Even though YouTube hasn’t outright banned any of the critics speaking out about the platform reportedly purging their content, it hasn’t stopped people from accusing the company of censorship. The fact remains, however, there’s often little validity to their accusations. Jones, for example, received two community guideline strikes against his channel after he published videos wherein he alleged that some of the more outspoken survivors of the Parkland school shooting in Florida were crisis actors.

YouTube didn’t issue a community guideline strike because of his views; Jones received the strike because his content violated the company’s guidelines on cyberbullying and harassment. The company’s policies state that creators cannot make “hurtful and negative comments/videos about another person,” which Jones’ videos did. Controversial creators are now seeking out alternative platforms as a way to bypass the company’s guidelines and policies.

The same thing happened when YouTube banned Jones over a combination of hateful content and ban evasion — something companies like YouTube and Twitch take very seriously.

YouTube has every right to remove Jones’ channel. He’s violated the company’s cyberbullying guidelines multiple times in the past.

The only issue, as Slate’s April Glaser writes, isn’t that YouTube, Facebook and Apple are taking action — it’s a matter of when.

One of the great ironies in this mess is that YouTube, Facebook, and Apple are all deciding to enforce community moderation policies against hate speech that they’ve long had on their books. Any one of them could have taken this action years ago. But they didn’t, perhaps fearing that they’d be labeled as censorious liberals executing a political agenda, as if there’s anything particularly partisan about preventing a popular and bigoted fabulist from using your services to spread lies that are leading to real-world harm. They helped Jones exit the fringe and penetrate the mainstream. Now their fear could be realized—they’re being labeled as left-wing tech companies acting out a political agenda by right-wing media critics.

The timing makes it easier for far-right critics to demand compensation for having their First Amendment right stepped on, or accuse Silicon Valley of colluding to censor certain voices, even if that’s not the case. These rules have existed for years. Apple, YouTube and Facebook could have removed Jones’ channel after pervious incidents.

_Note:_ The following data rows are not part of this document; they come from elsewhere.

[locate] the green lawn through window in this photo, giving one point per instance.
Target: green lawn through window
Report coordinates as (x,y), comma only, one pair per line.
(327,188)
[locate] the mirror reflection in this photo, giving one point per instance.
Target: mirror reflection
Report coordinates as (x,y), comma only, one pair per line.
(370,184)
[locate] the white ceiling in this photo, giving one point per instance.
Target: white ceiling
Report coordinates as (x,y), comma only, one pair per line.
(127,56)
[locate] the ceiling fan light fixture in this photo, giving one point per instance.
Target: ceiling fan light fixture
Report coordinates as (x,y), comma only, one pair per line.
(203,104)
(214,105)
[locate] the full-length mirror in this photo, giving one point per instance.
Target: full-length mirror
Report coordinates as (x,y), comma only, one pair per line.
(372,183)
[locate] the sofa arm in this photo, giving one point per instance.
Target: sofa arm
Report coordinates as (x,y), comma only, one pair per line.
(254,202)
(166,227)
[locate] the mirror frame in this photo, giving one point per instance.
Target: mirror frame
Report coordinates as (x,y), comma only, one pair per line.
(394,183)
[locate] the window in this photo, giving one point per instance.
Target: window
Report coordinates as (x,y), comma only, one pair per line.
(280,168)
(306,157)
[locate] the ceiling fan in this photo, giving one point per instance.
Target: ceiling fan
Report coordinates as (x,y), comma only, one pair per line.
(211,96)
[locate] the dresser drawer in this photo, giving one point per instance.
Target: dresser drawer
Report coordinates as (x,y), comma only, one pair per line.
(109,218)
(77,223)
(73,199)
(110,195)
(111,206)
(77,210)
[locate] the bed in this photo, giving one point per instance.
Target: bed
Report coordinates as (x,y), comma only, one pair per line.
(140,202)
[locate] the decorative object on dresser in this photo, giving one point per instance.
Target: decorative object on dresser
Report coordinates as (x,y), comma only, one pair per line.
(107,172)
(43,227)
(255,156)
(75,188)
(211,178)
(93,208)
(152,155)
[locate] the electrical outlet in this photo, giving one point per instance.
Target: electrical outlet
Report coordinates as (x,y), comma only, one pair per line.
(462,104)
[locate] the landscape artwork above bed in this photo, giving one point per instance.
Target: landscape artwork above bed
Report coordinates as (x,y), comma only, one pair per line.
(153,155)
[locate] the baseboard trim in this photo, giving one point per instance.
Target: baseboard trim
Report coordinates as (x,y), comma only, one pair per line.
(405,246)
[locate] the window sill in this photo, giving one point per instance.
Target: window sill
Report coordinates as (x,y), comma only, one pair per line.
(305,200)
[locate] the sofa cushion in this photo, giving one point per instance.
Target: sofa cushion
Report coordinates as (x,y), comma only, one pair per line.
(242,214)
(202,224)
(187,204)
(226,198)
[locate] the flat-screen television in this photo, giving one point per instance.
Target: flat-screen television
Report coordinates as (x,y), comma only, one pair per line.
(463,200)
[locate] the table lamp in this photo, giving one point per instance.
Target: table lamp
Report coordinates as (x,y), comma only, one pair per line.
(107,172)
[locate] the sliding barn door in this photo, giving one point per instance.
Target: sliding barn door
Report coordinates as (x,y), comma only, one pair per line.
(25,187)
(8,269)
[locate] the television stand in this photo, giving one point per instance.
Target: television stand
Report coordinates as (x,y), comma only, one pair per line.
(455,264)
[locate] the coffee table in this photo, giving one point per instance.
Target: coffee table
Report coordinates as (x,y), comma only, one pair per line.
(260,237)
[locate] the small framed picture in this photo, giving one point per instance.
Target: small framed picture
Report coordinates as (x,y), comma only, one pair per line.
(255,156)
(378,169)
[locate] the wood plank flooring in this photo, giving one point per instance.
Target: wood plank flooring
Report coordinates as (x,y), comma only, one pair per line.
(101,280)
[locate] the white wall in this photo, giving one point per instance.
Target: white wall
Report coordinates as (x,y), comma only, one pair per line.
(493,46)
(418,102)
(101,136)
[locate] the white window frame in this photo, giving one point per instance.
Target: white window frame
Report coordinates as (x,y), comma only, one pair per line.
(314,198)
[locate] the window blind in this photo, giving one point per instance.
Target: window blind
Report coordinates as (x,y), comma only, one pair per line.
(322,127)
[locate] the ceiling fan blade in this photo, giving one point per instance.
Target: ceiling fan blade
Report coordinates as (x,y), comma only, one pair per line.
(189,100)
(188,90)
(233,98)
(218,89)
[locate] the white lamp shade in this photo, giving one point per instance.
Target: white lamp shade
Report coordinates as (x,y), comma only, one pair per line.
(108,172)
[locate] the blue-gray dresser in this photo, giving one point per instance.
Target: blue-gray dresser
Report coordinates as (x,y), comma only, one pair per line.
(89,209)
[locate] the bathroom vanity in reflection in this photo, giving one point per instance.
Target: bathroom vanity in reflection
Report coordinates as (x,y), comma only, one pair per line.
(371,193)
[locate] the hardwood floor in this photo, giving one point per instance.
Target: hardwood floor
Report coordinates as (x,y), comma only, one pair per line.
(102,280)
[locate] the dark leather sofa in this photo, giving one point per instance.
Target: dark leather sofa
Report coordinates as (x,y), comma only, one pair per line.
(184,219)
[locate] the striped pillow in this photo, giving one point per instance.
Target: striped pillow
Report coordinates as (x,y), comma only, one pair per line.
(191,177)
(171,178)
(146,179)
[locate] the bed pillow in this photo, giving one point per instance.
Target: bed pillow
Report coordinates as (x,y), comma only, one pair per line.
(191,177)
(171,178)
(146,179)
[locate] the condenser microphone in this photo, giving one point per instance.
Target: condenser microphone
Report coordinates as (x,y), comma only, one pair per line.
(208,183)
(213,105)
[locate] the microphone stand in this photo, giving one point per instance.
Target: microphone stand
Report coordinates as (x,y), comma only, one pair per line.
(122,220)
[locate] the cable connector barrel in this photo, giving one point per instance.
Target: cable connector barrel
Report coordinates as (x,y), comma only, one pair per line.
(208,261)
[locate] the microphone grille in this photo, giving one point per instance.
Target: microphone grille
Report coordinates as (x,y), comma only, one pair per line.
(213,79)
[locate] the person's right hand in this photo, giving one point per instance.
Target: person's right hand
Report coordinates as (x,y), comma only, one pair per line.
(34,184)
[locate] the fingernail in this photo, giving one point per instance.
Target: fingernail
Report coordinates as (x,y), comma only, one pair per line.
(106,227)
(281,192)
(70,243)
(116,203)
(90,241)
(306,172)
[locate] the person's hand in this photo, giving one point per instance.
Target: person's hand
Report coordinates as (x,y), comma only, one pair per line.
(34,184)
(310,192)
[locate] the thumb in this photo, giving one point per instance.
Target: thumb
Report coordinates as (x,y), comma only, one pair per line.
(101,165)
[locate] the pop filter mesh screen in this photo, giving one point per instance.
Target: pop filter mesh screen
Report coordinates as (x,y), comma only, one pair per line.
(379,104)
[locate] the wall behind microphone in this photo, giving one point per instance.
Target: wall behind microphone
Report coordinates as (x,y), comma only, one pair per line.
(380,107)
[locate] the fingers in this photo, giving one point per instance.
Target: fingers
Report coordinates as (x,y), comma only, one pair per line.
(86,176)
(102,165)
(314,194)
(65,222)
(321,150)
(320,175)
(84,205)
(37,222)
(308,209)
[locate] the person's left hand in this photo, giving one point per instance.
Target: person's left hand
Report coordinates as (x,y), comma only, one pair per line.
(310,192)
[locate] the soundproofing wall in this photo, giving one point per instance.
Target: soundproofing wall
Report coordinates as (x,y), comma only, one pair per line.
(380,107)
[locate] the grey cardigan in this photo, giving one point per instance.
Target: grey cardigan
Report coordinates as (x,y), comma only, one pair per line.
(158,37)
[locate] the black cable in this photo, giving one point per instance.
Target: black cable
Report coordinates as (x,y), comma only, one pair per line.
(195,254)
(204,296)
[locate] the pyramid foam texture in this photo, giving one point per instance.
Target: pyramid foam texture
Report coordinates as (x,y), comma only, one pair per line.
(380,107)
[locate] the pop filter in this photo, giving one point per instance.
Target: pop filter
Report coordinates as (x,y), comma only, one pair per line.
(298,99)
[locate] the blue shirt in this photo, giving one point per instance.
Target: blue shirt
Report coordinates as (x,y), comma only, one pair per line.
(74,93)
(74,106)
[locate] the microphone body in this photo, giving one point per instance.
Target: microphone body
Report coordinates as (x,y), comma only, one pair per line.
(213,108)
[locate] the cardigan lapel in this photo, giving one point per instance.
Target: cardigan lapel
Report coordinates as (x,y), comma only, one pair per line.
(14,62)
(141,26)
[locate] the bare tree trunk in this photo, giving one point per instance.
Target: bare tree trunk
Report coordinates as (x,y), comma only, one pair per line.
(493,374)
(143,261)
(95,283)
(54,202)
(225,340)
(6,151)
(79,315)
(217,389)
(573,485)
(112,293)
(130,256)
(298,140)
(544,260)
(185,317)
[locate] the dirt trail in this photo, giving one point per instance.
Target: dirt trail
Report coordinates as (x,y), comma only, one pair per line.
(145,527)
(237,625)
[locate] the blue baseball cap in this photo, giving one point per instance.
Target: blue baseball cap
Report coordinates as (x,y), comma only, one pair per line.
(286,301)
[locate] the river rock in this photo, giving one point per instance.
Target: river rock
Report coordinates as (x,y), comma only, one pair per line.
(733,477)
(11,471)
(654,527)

Instead, they defended Jones’ right to appear on the platforms for as long as they could, waiting until one company took the first step. Reprimanding a vocal provocateur required a domino effect. There was no question over First Amendment concerns — the only thing keeping the companies from taking action was bad press and blatant cowardice. As major pillars of the internet wavered over whether to recognize that Jones was consistently breaking their rules, critics took their own action, and pointed it out for them. Teenagers have more courage than YouTube and Facebook executives.

It’s dangerous to hurl around suggestions that First Amendment rights are being infringed on, especially when this situation couldn’t be further from the truth. The message YouTube sent isn’t that voices aren’t welcome, but community guidelines will be enforced.

Don’t publish vile content, and your video will probably be a-ok.